Highly complex stochastic models arise frequently in scientific applications. They often lead to statistical inference problems with analytically or computationally intractable likelihood functions. Such problems lie beyond the limit of current Monte Carlo methods. The goal of this proposal is to develop efficient Monte Carlo algorithms for statistical inference problems with intractable likelihoods. Proposed research considers two categories of problems without likelihoods. In the first category, the likelihood is available in analytical forms if the problem is put into an appropriate augmented space. For such problems, a new data augmentation scheme is proposed which leads to a more efficient Markov chain Monte Carlo algorithm. In the second category, the model is a "black box" and only a generating stochastic mechanism is available to simulate data from the model. For such problems, several likelihood-free Monte Carlo algorithms are proposed which extend the power of current Monte Carlo methods. The proposed methods are applied to inference problems in population genetics, panel studies, and hydrological models.

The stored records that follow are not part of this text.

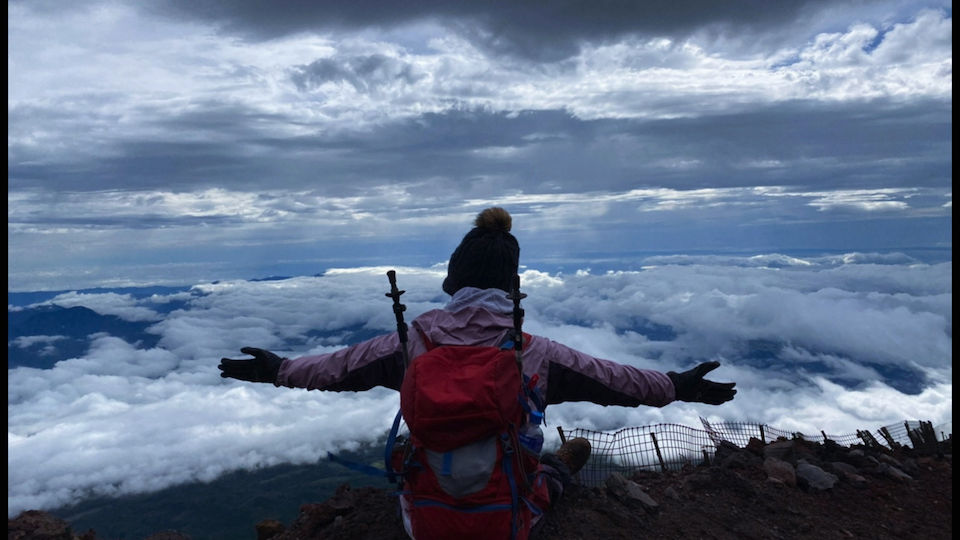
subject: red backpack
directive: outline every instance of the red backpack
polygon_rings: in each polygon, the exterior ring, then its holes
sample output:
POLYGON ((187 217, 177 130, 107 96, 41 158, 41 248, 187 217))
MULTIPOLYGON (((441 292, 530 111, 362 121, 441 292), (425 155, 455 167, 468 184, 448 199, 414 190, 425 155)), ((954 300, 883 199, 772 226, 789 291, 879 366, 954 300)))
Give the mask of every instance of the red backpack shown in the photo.
POLYGON ((421 336, 427 352, 400 388, 410 440, 390 463, 403 479, 413 536, 526 540, 549 497, 539 457, 519 444, 531 398, 542 404, 524 385, 512 343, 437 346, 421 336))

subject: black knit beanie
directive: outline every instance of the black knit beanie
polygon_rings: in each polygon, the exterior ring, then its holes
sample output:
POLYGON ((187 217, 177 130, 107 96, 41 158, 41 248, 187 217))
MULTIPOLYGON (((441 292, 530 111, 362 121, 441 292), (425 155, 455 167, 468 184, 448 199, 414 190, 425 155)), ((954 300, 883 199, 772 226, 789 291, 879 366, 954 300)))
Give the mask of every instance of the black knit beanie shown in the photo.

The proposed research addresses the urgent need to develop innovative Monte Carlo methodology for problems with intractable likelihood functions. This is of fundamental importance in statistics. It allows researchers to concentrate on scientifically plausible statistical models without worrying about mathematical intractability. Applications of the proposed methods include statistical inference in molecular population genetics which can help locating genes that are responsible for genetic diseases, and Bayesian calibration of hydrological models which can be used to predict ground-water flow. The proposed research has significant impact on education through involvement of graduate and undergraduate students directly in the proposed research, incorporation of proposed algorithms into related courses, and dissemination of research results to the scientific communities.
This grant supported research in developing efficient Monte Carlo algorithms for statistical inference problems with intractable likelihoods. Two categories of problems without likelihoods have been considered. In the first category, the likelihood is available in analytical forms if the problem is put into an appropriate augmented space. For such problems, a new data augmentation scheme has been developed which leads to a more efficient Monte Carlo algorithm. In the second category, the model is a 'black box' and only a generating stochastic mechanism is available to simulate data from the model. A specific problem in this category that the PI and his collaborators have studied is the calibration of hydrological and environmental simulation models. A new Monte Carlo algorithm was developed to improve the efficiency in the calibration of computationally expensive simulation models. A series of papers were published or submitted for publication. The new algorithms address the urgent need to extend the power and range of applicability of Monte Carlo methods in order to meet the increasing demands of the scientific research community. This is of fundamental importance in statistics. It extends the range of models which can be fitted to the observed data, and allows researchers to concentrate on scientifically plausible statistical models without worrying about mathematical intractability. Applications of the new algorithms include statistical inference in molecular population genetics which can help locating genes that are responsible for genetic diseases, and calibration of hydrological models which can be used to investigate the watershed hydrology, agriculture, sedimentation, nutrient cycle, and pesticide transport. The new algorithms will improve the current methods used in these areas, and new theories arising from these applications will be of interest across a broad range of areas in statistics and other disciplines. The grant provided partial support for several Ph.D. students. All of them have been exposed to some of the new development of Monte Carlo methodologies resulting from the grant. In addition, the new algorithms and their applications have been incorporated into graduate and undergraduate courses. Finally, the PI has presented results of research under this grant at several conferences and departmental seminars.